Contempla el arcoíris desvanecido de las truchas muertas, la diminuta boca inmóvil de los bocachicos, los bigotes tiesos de los atigrados bagres, la tornasolada plata y los ojos hundidos de las mojarras. Entran en sus ojos como mensajes tristes los rojos desleídos de los pargos rojos, las acorazadas langostas, los diminutos camarones y los soberbios cangrejos. No les sirvieron los dientes, las pinzas o las escamas para derrotar la parca de los buques pesqueros.

Elías Hoisoi quisiera verlos vivos, devolverles su capacidad de remontar corrientes y desafiar oleajes.


Imagina cómo las poderosas redes de arrastre habrán arrasado el fondo de los mares, cómo los chinchorros y las atarrayas habrán arado el fondo de los ríos para venir a petrificarlos en este mar de hielo.

Mientras Elías está allí, contemplando los cadáveres, llegan señoras elegantes y sin preguntar a cómo es la libra, dicen ese y se llevan los rollizos lebranches, los gordos sábalos, las largas sierras, los tesoros del agua.

—Los van a devorar como carne blanca que no engorda, se los van a comer en banquetes elegantes —piensa Elías Hoisoi, quien ya siente que el vendedor de pescado lo mira como un estorbo.

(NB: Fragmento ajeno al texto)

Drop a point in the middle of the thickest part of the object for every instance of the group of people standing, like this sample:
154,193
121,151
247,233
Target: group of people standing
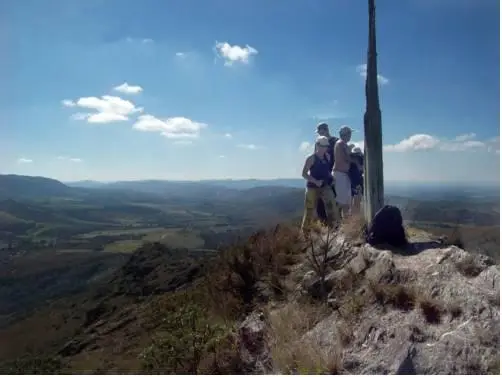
334,175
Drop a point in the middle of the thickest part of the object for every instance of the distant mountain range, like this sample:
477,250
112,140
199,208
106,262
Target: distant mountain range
28,187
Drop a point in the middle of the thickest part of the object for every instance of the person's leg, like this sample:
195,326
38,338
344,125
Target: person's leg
343,192
356,200
332,212
321,211
311,196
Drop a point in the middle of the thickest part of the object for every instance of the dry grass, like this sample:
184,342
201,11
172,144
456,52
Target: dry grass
468,267
254,269
291,353
407,297
354,229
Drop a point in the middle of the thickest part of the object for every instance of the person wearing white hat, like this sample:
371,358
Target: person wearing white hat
317,173
356,179
341,170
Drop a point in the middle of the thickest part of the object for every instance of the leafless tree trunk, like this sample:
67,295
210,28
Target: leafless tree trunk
373,164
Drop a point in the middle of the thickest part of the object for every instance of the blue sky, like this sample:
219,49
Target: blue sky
122,89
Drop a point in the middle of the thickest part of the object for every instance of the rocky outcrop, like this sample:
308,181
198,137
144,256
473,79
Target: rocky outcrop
424,310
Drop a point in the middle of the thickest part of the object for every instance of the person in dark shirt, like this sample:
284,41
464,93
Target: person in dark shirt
317,172
323,130
356,178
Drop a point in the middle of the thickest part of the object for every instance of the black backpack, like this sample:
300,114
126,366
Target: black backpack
387,228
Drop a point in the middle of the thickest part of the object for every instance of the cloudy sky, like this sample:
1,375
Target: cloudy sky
122,89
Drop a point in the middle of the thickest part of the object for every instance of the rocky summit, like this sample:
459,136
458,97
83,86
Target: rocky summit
427,309
277,303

—¿El señor qué desea llevar?

Elías Hoisoi, consciente de que estos peces son la vida que prodiga un mar azul, sereno, inmenso, conjugado con los soles y las lunas, se decide a llevar una libra de mojarras, hermanas de las olas, los lejanos aguaceros y las tremendas tempestades.

El domingo es el banquete.

Es una bienvenida a los peces que por fin logran llegar a su destino.

Después de recorrer los abismos silenciosos y la penumbra de las profundidades, entran en la vida de Elías Hoisoi, señora y familia.

Elías disfruta este plato como una comunión con el resto del universo. Pone en su cuerpo los átomos que vagaron por el espacio durante centenares de millones de años y ahora son su responsabilidad.

Es como si el pez del mar de hielo dijera:

—No muero porque ahora vivo en ti, y mientras mires los atardeceres los miraré contigo. Ahora somos uno solo en el milagro del amor.

Así se lo hace saber a la señora María Pa y a las pequeñas María Jo y valentina Fa.

Ellas sonríen incrédulas, pero a él le parece que el brillo de sus ojos alegres es luz de estrellas, destello del fondo del inmenso océano, y se siente feliz.

Dice que es una suerte estar allí, sentados alrededor de la humilde mesa, compartiendo los secretos del ilimitado universo.